Baity and Gombar, both of whom received their bachelor's degrees in May and are now mechanical engineering graduate students at Virginia Tech, plan to work again next year readying vehicles for the IGVC. "The bar was raised this year in regards to performance and vehicle design," Gombar said. "The future of Gemini and Johnny-5 looks bright. One of our major goals is to refine them so they can be sold to industry as test platforms.

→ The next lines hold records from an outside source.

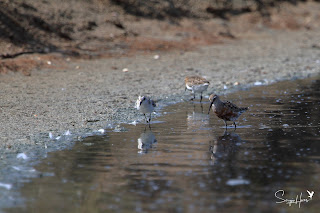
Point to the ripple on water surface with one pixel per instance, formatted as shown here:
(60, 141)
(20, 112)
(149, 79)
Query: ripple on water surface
(188, 162)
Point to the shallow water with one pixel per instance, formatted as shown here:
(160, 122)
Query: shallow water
(187, 162)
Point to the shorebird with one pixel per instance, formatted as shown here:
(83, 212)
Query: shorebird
(227, 111)
(145, 105)
(196, 84)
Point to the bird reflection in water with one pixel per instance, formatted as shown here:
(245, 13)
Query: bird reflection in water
(146, 140)
(224, 147)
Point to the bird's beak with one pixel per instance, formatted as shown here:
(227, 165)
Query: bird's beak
(210, 106)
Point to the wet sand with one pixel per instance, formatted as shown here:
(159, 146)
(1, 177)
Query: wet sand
(85, 96)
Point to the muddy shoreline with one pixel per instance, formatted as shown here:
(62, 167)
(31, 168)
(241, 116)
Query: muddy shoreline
(86, 96)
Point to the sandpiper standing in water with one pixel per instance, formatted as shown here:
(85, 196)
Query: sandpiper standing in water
(227, 111)
(196, 84)
(145, 105)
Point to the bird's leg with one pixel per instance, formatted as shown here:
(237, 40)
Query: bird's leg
(145, 117)
(226, 124)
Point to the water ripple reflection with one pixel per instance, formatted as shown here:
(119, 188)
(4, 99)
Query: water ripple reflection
(188, 163)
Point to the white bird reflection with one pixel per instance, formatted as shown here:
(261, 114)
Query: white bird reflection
(145, 141)
(197, 119)
(224, 147)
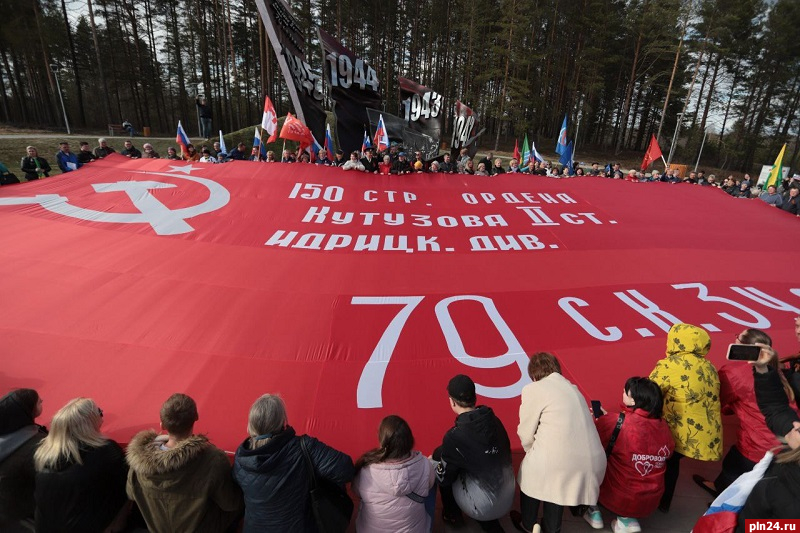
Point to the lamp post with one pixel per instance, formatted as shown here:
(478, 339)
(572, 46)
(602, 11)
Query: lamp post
(702, 144)
(674, 139)
(55, 67)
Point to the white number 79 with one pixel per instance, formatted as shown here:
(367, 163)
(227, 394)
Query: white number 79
(370, 385)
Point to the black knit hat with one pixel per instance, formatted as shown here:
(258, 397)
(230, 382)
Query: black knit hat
(462, 388)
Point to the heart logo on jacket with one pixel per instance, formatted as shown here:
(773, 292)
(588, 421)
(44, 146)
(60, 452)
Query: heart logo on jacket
(643, 468)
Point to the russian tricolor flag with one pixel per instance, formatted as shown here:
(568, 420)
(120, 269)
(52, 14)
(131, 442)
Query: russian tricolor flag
(365, 143)
(182, 139)
(329, 142)
(262, 150)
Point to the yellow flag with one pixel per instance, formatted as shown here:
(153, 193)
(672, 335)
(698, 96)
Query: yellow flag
(776, 173)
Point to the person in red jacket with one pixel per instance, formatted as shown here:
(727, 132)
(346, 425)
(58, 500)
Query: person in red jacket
(737, 397)
(634, 480)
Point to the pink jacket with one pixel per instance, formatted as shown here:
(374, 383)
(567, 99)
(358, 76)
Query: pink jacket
(383, 487)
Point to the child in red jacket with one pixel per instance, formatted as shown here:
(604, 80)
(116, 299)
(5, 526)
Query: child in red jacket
(634, 480)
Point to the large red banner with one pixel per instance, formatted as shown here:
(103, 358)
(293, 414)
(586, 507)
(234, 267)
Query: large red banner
(356, 295)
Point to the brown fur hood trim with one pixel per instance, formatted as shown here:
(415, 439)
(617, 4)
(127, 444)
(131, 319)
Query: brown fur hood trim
(146, 457)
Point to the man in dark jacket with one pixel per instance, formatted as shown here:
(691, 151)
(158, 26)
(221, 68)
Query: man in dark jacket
(772, 400)
(274, 476)
(67, 161)
(370, 162)
(180, 481)
(33, 166)
(19, 438)
(402, 165)
(131, 151)
(474, 473)
(239, 153)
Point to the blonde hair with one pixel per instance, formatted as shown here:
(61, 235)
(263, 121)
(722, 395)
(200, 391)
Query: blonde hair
(267, 418)
(75, 424)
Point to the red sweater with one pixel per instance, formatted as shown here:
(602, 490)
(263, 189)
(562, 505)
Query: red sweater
(634, 479)
(737, 396)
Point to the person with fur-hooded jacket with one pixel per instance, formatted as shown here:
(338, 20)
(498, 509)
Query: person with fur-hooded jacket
(180, 481)
(271, 469)
(19, 437)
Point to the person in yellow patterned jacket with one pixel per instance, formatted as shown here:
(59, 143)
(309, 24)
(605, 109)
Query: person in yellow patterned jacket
(691, 401)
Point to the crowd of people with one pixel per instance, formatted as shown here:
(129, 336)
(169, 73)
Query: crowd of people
(395, 161)
(72, 478)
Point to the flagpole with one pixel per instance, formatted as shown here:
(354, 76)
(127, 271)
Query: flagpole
(577, 128)
(674, 138)
(697, 164)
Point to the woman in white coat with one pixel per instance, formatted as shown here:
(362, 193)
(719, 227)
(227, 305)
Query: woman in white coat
(564, 461)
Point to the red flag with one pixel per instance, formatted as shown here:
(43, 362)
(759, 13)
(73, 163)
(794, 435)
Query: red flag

We are definitely close to that goal with these two vehicles."

"Our students, some of them only sophomores, are involved in sophisticated technological work," said the team's co-adviser, Al Wicks, professor of mechanical engineering. "We've had great success for several years at the IGVC because we have excellent students and quality tools for them to work with — plus the organizational and leadership skills of Charlie Reinholtz."

Founded in 1872 as a land-grant college, Virginia Tech has grown to become among the largest universities in the Commonwealth of Virginia. Today, Virginia Tech's eight colleges are dedicated to putting knowledge to work through teaching, research, and outreach activities and to fulfilling its vision to be among the top 30 research universities in the nation. At its 2,600-acre main campus located in Blacksburg and other campus centers in Northern Virginia, Southwest Virginia, Hampton Roads, Richmond, and Roanoke, Virginia Tech enrolls more than 28,000 full- and part-time undergraduate and graduate students from all 50 states and more than 100 countries in 180 academic degree programs.

The College of Engineering at Virginia Tech is internationally recognized for its excellence in 14 engineering disciplines and computer science. The college's 5,600 undergraduates benefit from an innovative curriculum that provides a "hands-on, minds-on" approach to engineering education, complementing classroom instruction with two unique design-and-build facilities and a strong Cooperative Education Program. With more than 50 research centers and numerous laboratories, the college offers its 2,000 graduate students opportunities in advanced fields of study such as biomedical engineering, state-of-the-art microelectronics, and nanotechnology.